Department of Computer Engineering, Yıldız Technical University, Istanbul, Turkey; Health Institutes of Türkiye, Istanbul, Turkey.
Department of Computer Engineering, Yıldız Technical University, Istanbul, Turkey; BILGEM TUBITAK, Kocaeli, Turkey.
Lab Invest. 2024 Oct;104(10):102130. doi: 10.1016/j.labinv.2024.102130. Epub 2024 Sep 2.

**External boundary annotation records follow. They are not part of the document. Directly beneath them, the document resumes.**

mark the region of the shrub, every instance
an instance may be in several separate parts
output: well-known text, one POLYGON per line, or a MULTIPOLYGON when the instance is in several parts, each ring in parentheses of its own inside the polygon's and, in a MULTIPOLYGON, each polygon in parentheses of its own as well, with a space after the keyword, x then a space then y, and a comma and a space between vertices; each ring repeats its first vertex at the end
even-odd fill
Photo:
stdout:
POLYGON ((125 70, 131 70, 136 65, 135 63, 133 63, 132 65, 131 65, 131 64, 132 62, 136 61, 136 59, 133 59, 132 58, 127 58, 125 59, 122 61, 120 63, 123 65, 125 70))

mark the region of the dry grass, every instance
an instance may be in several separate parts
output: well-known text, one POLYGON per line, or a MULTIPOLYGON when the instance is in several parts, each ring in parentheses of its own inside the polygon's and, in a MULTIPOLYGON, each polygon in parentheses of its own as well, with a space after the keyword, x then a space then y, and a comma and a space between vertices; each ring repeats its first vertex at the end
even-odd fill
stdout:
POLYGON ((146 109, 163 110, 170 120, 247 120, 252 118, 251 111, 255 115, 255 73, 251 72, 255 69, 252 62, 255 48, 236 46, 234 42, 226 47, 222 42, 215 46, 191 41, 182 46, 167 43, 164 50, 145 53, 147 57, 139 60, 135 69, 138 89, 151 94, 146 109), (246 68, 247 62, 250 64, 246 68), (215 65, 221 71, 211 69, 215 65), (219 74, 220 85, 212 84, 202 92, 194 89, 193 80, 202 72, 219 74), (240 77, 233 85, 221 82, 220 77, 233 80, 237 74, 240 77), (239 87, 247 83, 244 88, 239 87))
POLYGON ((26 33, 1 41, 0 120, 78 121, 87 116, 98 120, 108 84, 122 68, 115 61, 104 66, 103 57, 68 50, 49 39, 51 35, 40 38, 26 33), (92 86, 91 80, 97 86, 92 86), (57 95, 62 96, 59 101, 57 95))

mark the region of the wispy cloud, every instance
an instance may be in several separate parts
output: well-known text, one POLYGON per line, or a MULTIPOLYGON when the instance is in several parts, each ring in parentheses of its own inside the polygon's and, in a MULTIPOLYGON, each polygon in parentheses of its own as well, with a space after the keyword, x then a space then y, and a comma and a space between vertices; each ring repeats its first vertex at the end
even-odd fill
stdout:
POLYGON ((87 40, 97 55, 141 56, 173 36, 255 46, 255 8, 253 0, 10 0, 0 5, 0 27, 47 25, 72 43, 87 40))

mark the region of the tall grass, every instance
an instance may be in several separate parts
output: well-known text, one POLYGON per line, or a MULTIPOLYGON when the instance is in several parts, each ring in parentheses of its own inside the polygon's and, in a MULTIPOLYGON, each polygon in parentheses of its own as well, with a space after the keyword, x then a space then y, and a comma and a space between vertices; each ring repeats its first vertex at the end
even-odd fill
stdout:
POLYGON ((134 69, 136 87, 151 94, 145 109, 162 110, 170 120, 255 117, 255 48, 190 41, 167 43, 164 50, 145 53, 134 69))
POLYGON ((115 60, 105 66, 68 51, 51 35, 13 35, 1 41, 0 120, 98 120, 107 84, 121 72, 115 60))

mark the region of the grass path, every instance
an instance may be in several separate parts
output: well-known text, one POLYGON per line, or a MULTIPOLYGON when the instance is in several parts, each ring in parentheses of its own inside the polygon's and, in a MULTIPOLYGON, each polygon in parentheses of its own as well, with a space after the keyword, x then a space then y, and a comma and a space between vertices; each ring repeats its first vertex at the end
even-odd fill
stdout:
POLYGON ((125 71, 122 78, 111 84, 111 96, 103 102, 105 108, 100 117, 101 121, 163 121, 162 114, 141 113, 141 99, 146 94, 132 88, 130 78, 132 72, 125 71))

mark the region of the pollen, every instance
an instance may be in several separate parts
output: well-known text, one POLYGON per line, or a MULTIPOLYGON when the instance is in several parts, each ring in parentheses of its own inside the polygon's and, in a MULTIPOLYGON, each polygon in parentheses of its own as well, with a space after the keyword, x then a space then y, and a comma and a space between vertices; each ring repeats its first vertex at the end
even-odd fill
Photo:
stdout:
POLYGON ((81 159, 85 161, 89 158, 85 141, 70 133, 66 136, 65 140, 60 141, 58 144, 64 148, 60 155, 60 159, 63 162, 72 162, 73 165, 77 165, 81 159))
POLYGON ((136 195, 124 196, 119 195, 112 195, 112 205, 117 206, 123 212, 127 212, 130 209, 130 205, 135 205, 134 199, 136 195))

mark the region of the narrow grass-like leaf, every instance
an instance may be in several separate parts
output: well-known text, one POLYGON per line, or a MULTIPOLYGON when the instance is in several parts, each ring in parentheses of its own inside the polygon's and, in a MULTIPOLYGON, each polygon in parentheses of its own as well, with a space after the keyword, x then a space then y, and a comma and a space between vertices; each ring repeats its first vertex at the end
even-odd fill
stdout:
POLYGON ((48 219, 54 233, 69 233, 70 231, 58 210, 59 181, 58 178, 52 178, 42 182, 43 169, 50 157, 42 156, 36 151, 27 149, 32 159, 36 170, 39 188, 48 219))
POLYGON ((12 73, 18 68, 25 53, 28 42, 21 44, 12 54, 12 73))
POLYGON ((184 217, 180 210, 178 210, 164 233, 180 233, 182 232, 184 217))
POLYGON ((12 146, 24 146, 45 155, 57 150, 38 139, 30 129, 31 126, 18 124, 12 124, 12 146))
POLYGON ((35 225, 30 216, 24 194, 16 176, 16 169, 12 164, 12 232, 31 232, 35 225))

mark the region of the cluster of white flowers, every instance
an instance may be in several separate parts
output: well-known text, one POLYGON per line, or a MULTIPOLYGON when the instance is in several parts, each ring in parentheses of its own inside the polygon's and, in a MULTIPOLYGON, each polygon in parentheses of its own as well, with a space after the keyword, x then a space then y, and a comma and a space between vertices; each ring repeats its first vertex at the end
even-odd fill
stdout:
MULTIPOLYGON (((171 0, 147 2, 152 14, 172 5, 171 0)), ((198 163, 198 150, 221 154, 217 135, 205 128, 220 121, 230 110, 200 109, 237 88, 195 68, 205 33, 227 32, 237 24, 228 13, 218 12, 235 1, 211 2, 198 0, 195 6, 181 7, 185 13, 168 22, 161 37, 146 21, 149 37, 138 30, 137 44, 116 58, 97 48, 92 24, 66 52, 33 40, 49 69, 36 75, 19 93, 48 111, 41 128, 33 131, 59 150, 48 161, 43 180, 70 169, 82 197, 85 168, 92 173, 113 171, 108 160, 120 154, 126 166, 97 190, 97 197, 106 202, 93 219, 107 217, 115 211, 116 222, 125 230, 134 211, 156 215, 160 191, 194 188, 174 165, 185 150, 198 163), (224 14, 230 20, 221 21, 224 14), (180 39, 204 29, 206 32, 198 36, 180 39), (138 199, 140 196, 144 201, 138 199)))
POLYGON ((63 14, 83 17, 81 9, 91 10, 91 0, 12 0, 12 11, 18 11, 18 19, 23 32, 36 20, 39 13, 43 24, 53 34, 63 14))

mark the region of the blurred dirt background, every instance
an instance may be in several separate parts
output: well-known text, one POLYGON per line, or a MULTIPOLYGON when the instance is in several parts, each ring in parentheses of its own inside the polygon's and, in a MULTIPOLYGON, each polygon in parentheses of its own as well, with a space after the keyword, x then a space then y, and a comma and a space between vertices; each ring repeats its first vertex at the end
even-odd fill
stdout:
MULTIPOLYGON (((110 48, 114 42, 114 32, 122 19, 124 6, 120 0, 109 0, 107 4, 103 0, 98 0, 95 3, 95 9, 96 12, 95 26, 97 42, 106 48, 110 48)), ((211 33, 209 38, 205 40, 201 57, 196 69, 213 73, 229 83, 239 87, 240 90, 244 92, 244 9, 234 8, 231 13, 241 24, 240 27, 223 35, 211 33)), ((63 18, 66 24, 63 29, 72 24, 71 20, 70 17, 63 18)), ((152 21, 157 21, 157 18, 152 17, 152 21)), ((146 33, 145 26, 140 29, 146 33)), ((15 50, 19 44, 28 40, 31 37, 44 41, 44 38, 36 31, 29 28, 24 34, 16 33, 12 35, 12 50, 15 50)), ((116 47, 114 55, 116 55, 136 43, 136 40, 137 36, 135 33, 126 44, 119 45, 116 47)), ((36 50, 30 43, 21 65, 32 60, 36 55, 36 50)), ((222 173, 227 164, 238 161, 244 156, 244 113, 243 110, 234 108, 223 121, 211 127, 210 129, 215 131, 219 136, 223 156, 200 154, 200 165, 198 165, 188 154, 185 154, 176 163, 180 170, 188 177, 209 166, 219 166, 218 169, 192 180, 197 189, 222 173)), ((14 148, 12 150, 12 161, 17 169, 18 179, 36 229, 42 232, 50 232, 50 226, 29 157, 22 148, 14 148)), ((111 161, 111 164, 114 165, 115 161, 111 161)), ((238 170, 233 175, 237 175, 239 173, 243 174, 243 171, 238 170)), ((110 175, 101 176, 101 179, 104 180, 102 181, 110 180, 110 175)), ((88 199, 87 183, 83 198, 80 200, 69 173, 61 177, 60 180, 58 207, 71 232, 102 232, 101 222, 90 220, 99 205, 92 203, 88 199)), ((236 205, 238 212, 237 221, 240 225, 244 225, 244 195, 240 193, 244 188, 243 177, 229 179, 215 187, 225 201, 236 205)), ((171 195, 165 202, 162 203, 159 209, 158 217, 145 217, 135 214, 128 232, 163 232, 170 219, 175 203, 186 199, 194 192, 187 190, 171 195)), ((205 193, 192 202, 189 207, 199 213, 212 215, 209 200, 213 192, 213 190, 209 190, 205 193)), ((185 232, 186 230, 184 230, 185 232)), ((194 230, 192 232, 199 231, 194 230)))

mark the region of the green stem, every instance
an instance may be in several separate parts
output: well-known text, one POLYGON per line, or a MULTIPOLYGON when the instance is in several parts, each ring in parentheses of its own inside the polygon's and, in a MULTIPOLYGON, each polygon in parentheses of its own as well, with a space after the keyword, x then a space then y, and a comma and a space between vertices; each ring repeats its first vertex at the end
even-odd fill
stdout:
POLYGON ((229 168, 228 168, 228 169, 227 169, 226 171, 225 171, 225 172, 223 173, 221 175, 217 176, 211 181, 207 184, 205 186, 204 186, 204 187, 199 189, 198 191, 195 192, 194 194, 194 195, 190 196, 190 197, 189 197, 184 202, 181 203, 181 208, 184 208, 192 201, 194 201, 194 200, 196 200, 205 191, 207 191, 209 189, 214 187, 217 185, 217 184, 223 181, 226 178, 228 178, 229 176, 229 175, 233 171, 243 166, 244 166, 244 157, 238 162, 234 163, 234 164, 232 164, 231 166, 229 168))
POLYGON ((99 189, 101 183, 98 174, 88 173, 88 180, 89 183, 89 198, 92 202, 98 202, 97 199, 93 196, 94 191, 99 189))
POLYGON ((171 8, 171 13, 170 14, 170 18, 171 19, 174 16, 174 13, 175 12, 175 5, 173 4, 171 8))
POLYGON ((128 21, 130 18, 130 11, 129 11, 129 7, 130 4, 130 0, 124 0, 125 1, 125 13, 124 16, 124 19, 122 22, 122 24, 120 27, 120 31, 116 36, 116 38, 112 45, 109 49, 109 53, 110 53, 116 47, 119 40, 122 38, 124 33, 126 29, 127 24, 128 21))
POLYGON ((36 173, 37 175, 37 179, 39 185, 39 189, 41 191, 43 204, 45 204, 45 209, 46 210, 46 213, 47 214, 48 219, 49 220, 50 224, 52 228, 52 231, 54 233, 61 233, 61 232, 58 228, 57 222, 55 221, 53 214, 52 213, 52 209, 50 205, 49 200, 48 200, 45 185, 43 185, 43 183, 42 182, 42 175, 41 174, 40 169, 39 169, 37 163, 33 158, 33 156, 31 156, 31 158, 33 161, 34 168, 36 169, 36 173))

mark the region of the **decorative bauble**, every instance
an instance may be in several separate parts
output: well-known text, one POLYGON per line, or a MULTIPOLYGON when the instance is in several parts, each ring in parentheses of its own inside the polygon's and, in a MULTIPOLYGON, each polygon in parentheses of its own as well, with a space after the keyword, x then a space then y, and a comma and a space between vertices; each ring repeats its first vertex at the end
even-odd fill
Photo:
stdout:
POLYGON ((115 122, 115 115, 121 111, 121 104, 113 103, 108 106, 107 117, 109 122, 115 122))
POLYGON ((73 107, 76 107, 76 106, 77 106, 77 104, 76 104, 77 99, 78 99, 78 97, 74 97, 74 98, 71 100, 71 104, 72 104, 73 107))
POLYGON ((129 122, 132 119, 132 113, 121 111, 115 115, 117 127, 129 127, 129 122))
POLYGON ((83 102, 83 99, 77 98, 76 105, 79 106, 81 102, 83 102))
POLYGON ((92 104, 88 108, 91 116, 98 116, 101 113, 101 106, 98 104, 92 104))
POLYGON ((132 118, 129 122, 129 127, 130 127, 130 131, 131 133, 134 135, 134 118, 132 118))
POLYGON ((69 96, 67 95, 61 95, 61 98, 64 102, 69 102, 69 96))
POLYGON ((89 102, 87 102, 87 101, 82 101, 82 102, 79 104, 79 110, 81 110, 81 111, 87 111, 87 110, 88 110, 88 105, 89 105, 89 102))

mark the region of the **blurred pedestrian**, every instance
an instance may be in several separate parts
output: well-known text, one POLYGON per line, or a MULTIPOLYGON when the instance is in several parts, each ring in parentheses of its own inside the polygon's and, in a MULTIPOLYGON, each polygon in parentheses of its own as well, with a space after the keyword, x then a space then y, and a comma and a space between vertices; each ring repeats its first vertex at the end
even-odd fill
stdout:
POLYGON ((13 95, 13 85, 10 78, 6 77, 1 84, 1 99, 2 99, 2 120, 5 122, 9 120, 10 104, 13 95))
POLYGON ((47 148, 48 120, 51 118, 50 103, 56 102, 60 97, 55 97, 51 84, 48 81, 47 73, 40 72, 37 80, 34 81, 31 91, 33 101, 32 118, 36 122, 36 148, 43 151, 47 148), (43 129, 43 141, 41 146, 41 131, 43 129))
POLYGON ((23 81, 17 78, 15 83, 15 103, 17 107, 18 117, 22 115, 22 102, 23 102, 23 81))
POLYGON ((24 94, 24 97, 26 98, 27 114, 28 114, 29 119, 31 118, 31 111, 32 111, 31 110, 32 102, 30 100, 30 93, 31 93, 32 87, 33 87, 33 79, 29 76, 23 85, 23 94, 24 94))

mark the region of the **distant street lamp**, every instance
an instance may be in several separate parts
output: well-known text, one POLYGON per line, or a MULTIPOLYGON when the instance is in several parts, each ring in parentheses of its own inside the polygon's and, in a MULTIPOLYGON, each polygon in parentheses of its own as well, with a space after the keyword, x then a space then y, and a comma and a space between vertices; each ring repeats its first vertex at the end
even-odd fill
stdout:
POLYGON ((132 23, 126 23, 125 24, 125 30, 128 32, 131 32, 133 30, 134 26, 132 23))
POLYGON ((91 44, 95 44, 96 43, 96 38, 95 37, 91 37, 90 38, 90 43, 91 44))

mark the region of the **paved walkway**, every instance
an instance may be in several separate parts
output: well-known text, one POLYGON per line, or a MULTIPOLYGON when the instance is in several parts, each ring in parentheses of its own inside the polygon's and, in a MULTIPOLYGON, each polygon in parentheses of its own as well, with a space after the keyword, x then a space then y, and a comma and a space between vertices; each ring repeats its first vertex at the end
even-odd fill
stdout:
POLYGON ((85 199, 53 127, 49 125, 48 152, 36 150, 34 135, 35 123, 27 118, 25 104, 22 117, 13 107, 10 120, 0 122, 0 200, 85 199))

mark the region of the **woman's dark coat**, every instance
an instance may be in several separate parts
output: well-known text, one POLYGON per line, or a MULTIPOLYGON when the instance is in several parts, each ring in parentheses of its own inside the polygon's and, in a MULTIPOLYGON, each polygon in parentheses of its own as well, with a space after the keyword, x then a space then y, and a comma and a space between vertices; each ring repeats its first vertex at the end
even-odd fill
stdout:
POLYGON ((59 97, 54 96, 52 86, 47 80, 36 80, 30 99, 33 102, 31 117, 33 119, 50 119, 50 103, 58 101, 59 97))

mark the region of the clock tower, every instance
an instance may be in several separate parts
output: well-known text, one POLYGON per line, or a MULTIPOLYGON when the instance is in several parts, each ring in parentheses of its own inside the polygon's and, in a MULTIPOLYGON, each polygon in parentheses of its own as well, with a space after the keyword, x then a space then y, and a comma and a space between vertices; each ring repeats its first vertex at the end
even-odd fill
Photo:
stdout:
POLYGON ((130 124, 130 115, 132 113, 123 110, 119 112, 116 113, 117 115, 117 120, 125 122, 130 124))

In digital pathology, accurate mitosis detection in histopathological images is critical for cancer diagnosis and prognosis. However, this remains challenging due to the inherent variability in cell morphology and the domain shift problem. This study introduces ConvNext Mitosis Identification-You Only Look Once (CNMI-YOLO), a new 2-stage deep learning method that uses the YOLOv7 architecture for cell detection and the ConvNeXt architecture for cell classification. The goal is to improve the identification of mitosis in different types of cancers. We utilized the Mitosis Domain Generalization Challenge 2022 data set in the experiments to ensure the model's robustness and success across various scanners, species, and cancer types. The CNMI-YOLO model demonstrates superior performance in accurately detecting mitotic cells, significantly outperforming existing models in terms of precision, recall, and F1 score. The CNMI-YOLO model achieved an F1 score of 0.795 on the Mitosis Domain Generalization Challenge 2022 and demonstrated robust generalization with F1 scores of 0.783 and 0.759 on the external melanoma and sarcoma test sets, respectively. Additionally, the study included ablation studies to evaluate various object detection and classification models, such as Faster-RCNN and Swin Transformer. Furthermore, we assessed the model's robustness performance on unseen data, confirming its ability to generalize and its potential for real-world use in digital pathology, using soft tissue sarcoma and melanoma samples not included in the training data set.
在数字病理学中,准确检测组织病理学图像中的有丝分裂对于癌症的诊断和预后至关重要。然而,由于细胞形态的固有可变性和领域转移问题,这仍然具有挑战性。本研究介绍了 ConvNext 有丝分裂识别-只看一次(CNMI-YOLO),这是一种新的两阶段深度学习方法,使用 YOLOv7 架构进行细胞检测,使用 ConvNeXt 架构进行细胞分类。目标是提高不同类型癌症中对有丝分裂的识别能力。我们在实验中利用了 2022 年有丝分裂领域泛化挑战数据集,以确保模型在各种扫描仪、物种和癌症类型中具有鲁棒性和成功性。CNMI-YOLO 模型在准确检测有丝分裂细胞方面表现出卓越的性能,在精度、召回率和 F1 分数方面明显优于现有模型。CNMI-YOLO 模型在 2022 年有丝分裂领域泛化挑战中获得了 0.795 的 F1 分数,并在外部黑色素瘤和肉瘤测试集上分别获得了 0.783 和 0.759 的稳健泛化 F1 分数。此外,该研究还包括消融研究,以评估各种目标检测和分类模型,如 Faster-RCNN 和 Swin Transformer。此外,我们评估了模型在未见数据上的稳健性性能,证实了其泛化能力以及在数字病理学中实际应用的潜力,使用了未包含在训练数据集的软组织肉瘤和黑色素瘤样本。